In light of recent national attention and discussions about bullying and school violence, I picked up the May 2009 issue of Educational Leadership, entitled Teaching Social Responsibility. The first article in this periodical, Schools of Conscience, was written by Charles C. Haynes. In reviewing his submission, I paused to re-read the following paragraph, several times.
Developing student’s hearts, I believe, is what educators are called to do. Each and every small act of honesty, service, responsibility, and compassion that teachers and administrators encourage daily in their students – and model consistently in their own lives – helps create moral and civic habits of the heart that instill in students the courage to care.
Wow. Talk about developing a purposeful education for our kids. We need to begin helping students understand that they are the problem-solvers of the future. The content they are learning, the skills they are practicing, and the empathy they develop while at school can be applied now, and in the future, to positively impact the lives of those in need. In the educational profession we regularly utilize jargon such as “real-world experiences” and “relevance.” What better way to provide our students with an educational purpose than to encourage a “civic conscience” and provide opportunities for them to act in the best interest of others. As school reform discussions continue, and as we discuss core/nationalized standards, how important is it that we view curriculum as a means to an ends…and not THE end? [See a recent blog post by Nathan Barber – Content: The Desired End or a Means to an End? – for a great take on this topic.]

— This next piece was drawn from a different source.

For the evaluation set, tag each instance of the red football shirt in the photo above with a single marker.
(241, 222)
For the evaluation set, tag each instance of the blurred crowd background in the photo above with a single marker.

In Schools of Conscience, Charles Haynes asserts that “we want students to follow their conscience not in spite of what we teach and do in our schools, but because of what we teach and do.” If we expect kids to develop these characteristics that are key to their success as adults, and our future as a society, our schools must be front and center when it comes to providing students with guidance and opportunities to put these skills into practice. As Haynes asserts, regarding schools of conscience:
To prepare students to be ethical, engaged citizens, we must give them (and all members of the school community) meaningful opportunities to practice freedom responsibly in a school culture that encourages shared decision-making, service learning, peer mediation, ethical use of the Internet, and a free student press. In short, we need schools that actually practice what their civics classes are supposed to teach: freedom and democracy, not censorship and repression.
As educational leaders it is critical that we advocate for the development of the “courage to care” as a vital part of school reform. It is a considerable challenge–especially considering that current educational assessments do nothing to measure our success toward what is arguably our most important task.